Fig. 11. Induction of intracellular GSH levels by JPL-32 in OM-10.1 and U1 cells. (A) OM-10.1 (■) and U1 (♦) cells were cultured in the presence of respectively, 2.5 and 1.25 μg/ml JPL-32. After different periods, samples were taken and analyzed for intracellular GSH content by two different methods. (B) OM-10.1 (■) and U1 (♦) cells were treated with various concentrations of JPL-32 for 4 h. Following incubation, samples were subjected for intracellular GSH determination by the two different methods. (C) OM-10.1 (■ and □) and U1 (♦ and ) cells were cultured with respectively, 2.5 and 1.25 μg/ml JPL-32 in the presence (not filled) and absence (filled) of 200 μM buthionine sulfoximine (BSO). After an incubation period of 24 h, samples were taken and analyzed for intracellular GSH content by the Bioxytech GSH-400 method.

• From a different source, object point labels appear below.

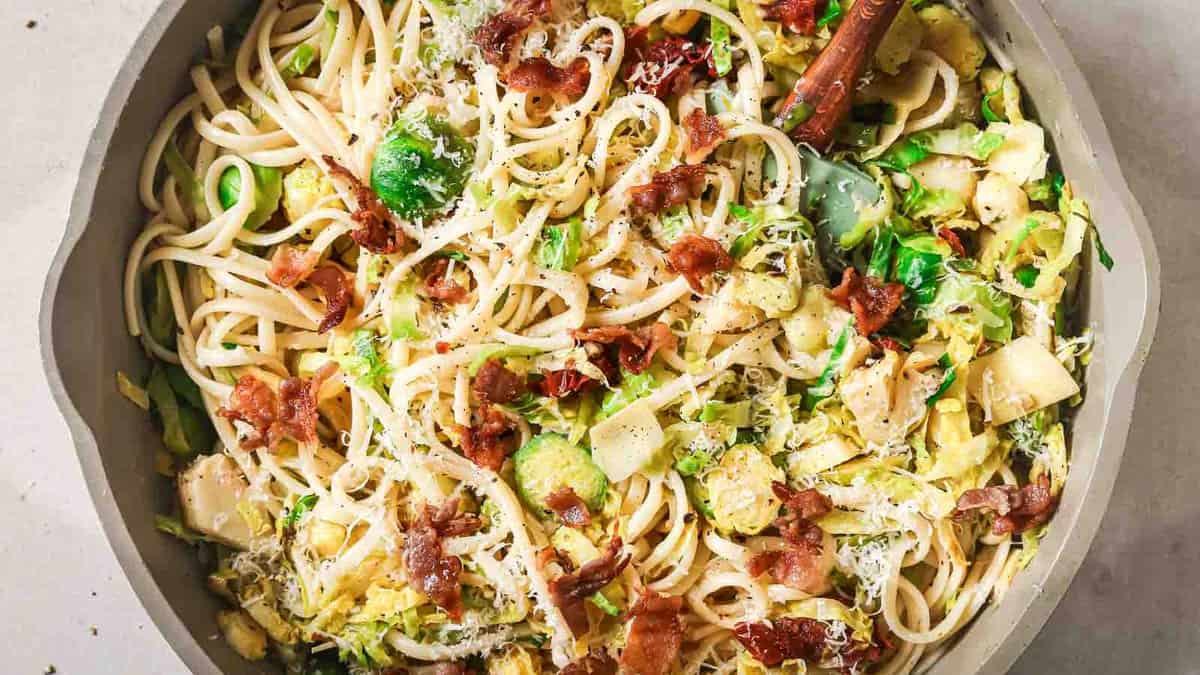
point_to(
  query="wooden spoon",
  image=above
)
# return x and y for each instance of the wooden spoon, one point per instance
(821, 99)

Fig. 12. Redox regulation of NF-κB activation. Activation and nuclear translocation of NF-κB has been reported to occur under oxidative conditions and are stimulated by JPL-32, whereas the binding of NF-κB to the DNA promoter sequences has been shown to be dependent on reducing conditions which are blocked by JPL-32.